Logo, diversamente do posicionamento de muitos doutrinadores, a remissão realizada pelo art. 1.700 ao art. 1.694 do CC/02 não restou equivocada, considerando que promoveu a igualdade entre cônjuges, companheiros e parentes, extinguindo, por conseguinte, a divergência introduzida pelo art. 23 da Lei do Divórcio, que autorizava a transmissibilidade sucessória da obrigação alimentar, somente nos casos em que os alimentos haviam sido instituídos ou convencionados nas separações judiciais, enquanto o art. 402 do CC/16 prescrevia a intransmissibilidade do referido ônus.

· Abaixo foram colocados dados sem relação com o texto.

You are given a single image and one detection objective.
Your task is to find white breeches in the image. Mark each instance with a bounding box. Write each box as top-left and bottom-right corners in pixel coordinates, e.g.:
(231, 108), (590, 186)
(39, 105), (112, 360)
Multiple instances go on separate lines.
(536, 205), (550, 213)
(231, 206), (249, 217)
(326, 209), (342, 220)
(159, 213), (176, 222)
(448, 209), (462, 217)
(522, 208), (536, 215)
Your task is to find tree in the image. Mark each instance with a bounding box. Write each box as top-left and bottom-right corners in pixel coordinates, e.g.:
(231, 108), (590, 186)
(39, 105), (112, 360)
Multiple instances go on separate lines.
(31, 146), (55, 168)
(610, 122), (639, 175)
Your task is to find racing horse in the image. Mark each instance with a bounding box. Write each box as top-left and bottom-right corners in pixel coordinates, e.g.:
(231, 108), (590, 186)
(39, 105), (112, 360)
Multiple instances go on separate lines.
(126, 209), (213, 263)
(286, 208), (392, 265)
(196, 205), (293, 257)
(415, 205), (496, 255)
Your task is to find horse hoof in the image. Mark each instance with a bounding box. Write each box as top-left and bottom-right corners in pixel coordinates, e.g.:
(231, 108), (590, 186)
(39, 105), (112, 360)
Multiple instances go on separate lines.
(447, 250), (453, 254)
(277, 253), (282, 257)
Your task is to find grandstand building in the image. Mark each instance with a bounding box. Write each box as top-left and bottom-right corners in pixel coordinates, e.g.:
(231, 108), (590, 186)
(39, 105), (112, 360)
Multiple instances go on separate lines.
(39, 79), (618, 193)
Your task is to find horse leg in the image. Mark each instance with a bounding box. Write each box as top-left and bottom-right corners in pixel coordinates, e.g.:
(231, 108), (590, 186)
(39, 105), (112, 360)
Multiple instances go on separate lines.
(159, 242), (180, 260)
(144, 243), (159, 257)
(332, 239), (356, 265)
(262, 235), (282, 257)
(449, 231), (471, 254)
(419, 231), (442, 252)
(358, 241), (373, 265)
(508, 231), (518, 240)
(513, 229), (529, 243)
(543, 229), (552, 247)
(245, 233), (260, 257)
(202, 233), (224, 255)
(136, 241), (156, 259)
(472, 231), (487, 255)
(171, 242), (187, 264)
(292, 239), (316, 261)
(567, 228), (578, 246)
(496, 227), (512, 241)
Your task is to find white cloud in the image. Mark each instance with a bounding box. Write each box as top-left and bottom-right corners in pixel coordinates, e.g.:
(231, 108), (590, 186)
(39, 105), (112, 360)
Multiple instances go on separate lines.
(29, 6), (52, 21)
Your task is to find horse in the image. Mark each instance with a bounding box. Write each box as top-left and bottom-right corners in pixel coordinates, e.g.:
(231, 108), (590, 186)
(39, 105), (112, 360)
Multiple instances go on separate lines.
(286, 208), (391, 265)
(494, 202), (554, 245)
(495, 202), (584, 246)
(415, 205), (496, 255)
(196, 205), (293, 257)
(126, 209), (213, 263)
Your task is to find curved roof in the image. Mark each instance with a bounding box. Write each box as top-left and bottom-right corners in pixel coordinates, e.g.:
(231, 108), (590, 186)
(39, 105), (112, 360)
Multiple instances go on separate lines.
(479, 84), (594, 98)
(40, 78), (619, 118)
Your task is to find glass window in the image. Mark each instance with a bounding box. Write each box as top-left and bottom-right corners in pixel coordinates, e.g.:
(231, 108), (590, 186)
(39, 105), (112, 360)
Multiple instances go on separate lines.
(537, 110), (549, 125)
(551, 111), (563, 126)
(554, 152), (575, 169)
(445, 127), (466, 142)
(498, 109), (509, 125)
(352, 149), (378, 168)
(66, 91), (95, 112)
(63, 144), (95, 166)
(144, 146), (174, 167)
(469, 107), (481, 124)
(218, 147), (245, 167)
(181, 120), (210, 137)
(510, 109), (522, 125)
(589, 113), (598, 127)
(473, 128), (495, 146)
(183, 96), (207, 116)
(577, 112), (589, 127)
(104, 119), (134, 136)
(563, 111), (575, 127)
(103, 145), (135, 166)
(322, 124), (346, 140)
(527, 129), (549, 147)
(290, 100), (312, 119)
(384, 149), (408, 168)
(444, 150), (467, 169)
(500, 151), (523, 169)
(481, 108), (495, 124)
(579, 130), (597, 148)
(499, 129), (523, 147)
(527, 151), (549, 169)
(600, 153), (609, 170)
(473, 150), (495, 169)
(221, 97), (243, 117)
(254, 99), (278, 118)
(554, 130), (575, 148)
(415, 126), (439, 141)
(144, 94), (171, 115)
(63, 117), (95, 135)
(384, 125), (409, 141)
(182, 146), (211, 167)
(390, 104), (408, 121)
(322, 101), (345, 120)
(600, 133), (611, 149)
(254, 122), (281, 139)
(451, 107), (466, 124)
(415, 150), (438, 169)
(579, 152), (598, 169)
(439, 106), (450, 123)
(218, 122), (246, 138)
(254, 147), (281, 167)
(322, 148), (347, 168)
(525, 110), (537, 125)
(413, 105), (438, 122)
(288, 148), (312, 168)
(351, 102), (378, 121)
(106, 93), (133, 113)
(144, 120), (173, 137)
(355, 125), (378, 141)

Igualmente, a referida remissão estabeleceu quesitos, como a observância da necessidade do credor, para o deferimento da transmissibilidade sucessória da obrigação alimentar, instituindo limites e garantias à responsabilização dos herdeiros, conferindo maior segurança ao instituto.
Ademais, diversas seriam as consequências advindas da possibilidade dos herdeiros assumirem a situação de devedores e avocarem para si as obrigações do de cujus, como a ocorrência de confusão patrimonial, insegurança das relações jurídicas e comerciais, incluindo a possível decretação de prisão, nos casos de inadimplemento das prestações alimentares.
Em suma, a transmissibilidade causa mortis tem por fim principal garantir o sustento dos que se encontram em situação de penúria, devido à morte do devedor alimentício, porém, deseja alcançar seu objetivo, sem deixar de proteger os direitos e garantias concedidos aos herdeiros do de cujus.
Logo, as peculiaridades intrínsecas do caso concreto devem ser exaustivamente examinadas, pois, o texto legal não consegue abranger as numerosas circunstâncias levadas à análise da justiça e o bem a ser tutelado na aludida conjuntura, é a vida.